Growing up the mechanics of sex always grossed me out. My parents told me “that will change when you find the right guy.” I faked crushes on lots of boys, impossible boys, boys who would never give me a first or a second look. And, I was fucking awkward about it. I came across as creepy and about as subtle as an Acme anvil, because I was playing pretend. Whatever I told myself, my friends, or my family–it was only ever half the truth. Besides being unobtainable, but never anyone with a steady girlfriend, I chose boys who had a spark of kindness. They may have been popular or athletic or smart, but they also had a core of kindness to them that came out in little ways. I respected that. I respected that a great deal. I figured if I couldn’t like them the way I was supposed to, I could at least like something about them besides their looks.
At least fifteen years ago I got horribly offended when a friend and fellow teacher, TS, told me he thought I was asexual. I had no idea what he meant by the term and only a few years later I was in a place where I would’ve asked before getting offended. At that point in time though I was try so hard to be normal (and failing on all fronts) that I heard the word and assumed it meant I was broken. We are still in a culture where many people look at those of us who aren’t into sex as broken.
I inherited some wonderful qualities from both sides of my family–generosity of spirit, faith in God, inherent kindness–and I inherited some less awesome qualities from both sides of the family–migraines, panic attacks, depression, quickfire anger, and nuclear slow-burn anger. All on my own I picked up spending money and eating food to mask my pain which put me overweight and in debt. All on my own I embraced laziness which means my house is rarely as clean as I would like it and I’m perpetually behind on all projects. But, I’m still not broken.
Six or seven years ago, I stumbled across a tumblr post (yes, I was a 35+ woman who read and still reads tumblr) that talked about sexuality and sexual attraction as more of a spectrum than the Kinsey Scale and it was a revelation. A handful of times in my life I have felt a glimmer of sexual attraction to someone I know well. I never lasts, but it has happened. I’ve never been in a romantic or sexual relationship with anyone. Sometimes I wish that I had someone I could be physically affectionate with. Sometimes I wish I had someone that wanted to spend a lot of time with me. Neither of those things has happened yet which makes me doubt either of those things will happen ever.
I understand my flaws. I’m overweight and out of shape which doesn’t seem to attract people to me.
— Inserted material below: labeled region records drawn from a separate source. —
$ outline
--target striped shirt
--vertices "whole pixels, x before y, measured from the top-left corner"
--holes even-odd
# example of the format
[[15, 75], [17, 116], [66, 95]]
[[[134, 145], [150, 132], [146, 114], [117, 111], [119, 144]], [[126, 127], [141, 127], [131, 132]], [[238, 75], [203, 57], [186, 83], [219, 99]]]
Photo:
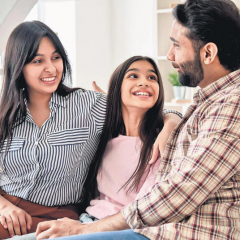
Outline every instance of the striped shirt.
[[156, 184], [122, 210], [149, 239], [240, 239], [240, 70], [210, 84], [172, 132]]
[[39, 127], [27, 110], [13, 130], [0, 187], [10, 195], [45, 206], [81, 202], [82, 187], [97, 149], [105, 118], [106, 96], [77, 90], [53, 93], [50, 116]]

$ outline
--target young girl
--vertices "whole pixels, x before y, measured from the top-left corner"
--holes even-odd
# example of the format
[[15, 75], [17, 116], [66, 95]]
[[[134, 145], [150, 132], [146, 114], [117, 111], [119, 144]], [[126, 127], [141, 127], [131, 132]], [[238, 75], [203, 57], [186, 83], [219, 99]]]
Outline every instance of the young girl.
[[155, 62], [141, 56], [126, 60], [114, 71], [109, 93], [101, 140], [85, 184], [89, 194], [97, 184], [100, 194], [82, 222], [115, 214], [146, 194], [160, 163], [159, 158], [153, 166], [148, 164], [163, 128], [164, 92]]
[[41, 22], [14, 29], [4, 63], [0, 239], [34, 232], [41, 221], [78, 219], [106, 108], [105, 95], [65, 85], [67, 55]]

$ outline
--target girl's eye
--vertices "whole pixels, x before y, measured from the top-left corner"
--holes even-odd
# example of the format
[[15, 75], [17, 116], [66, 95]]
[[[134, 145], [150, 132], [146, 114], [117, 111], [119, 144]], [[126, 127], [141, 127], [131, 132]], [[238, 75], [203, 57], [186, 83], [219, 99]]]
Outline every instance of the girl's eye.
[[131, 75], [129, 75], [129, 78], [137, 78], [137, 75], [136, 74], [131, 74]]
[[59, 59], [59, 58], [61, 58], [60, 56], [55, 56], [55, 57], [53, 57], [52, 59], [53, 60], [57, 60], [57, 59]]
[[148, 77], [150, 80], [154, 80], [154, 81], [157, 81], [157, 78], [155, 76], [149, 76]]

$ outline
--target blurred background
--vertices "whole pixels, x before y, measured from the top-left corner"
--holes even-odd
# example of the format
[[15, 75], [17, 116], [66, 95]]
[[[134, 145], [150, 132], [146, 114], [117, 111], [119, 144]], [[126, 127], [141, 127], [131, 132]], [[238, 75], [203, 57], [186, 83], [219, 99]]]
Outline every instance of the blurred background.
[[[11, 31], [23, 21], [39, 20], [62, 41], [72, 64], [73, 85], [105, 91], [114, 69], [133, 55], [155, 59], [165, 88], [166, 108], [185, 112], [194, 89], [176, 98], [166, 54], [171, 45], [172, 8], [183, 0], [1, 0], [0, 81], [4, 49]], [[240, 7], [240, 0], [234, 1]]]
I sound judgmental and sarcastic far more often than I am judgmental or sarcastic. I can be truly annoying. I sometimes just shut down and hide. I spend money irresponsibly. I’m lazy at heart. I love naps and books and my two cats. I love my students. I love being a teacher, not because there’s nothing else I can do, but because I get to shape the minds of some of the next generation and it’s awesome. I get to teach people how to decode what they read or hear, to determine the value of the information they are given and the source of the information, to communicate effectively in a variety of ways–that is just so much fun.
Sometimes I’m cranky and it’s not always because of my chronic migraines. Sometime I snap and I instantly regret it. Sometimes I give too many chances and then get metaphorically kicked in the face. Sometimes I say or do things without thinking at all and I offend people.
We all have flaws.
We all have strengths.
Appreciating someone’s kindness, appreciating someone’s aesthetic value, appreciating someone’s talent–those are all normal things. And I’m lucky I have them.
I’m also lucky I live in a time where more people are talking about depression and anxiety. I’m lucky I had parents that forced me to learn in regular classrooms despite mild dyslexia. I’m lucky to have been born middle class. I’m lucky to have been born white.
I suppose if there’s one other lesson I want to teach my students, no matter when they were my students, is that different isn’t broken. Living a non-traditional lifestyle is an okay thing to do. What we feel will change over time. What we know to be true will change as new information becomes available. We owe to ourselves and others be respectful of others and their experiences.
For a long time my classroom rules were: be smart, be safe, be kind, be true, and try to be legal. Now they are: be respectful of others and their things; get consent ahead of time and respect someone’s choice to say no or to change their mind.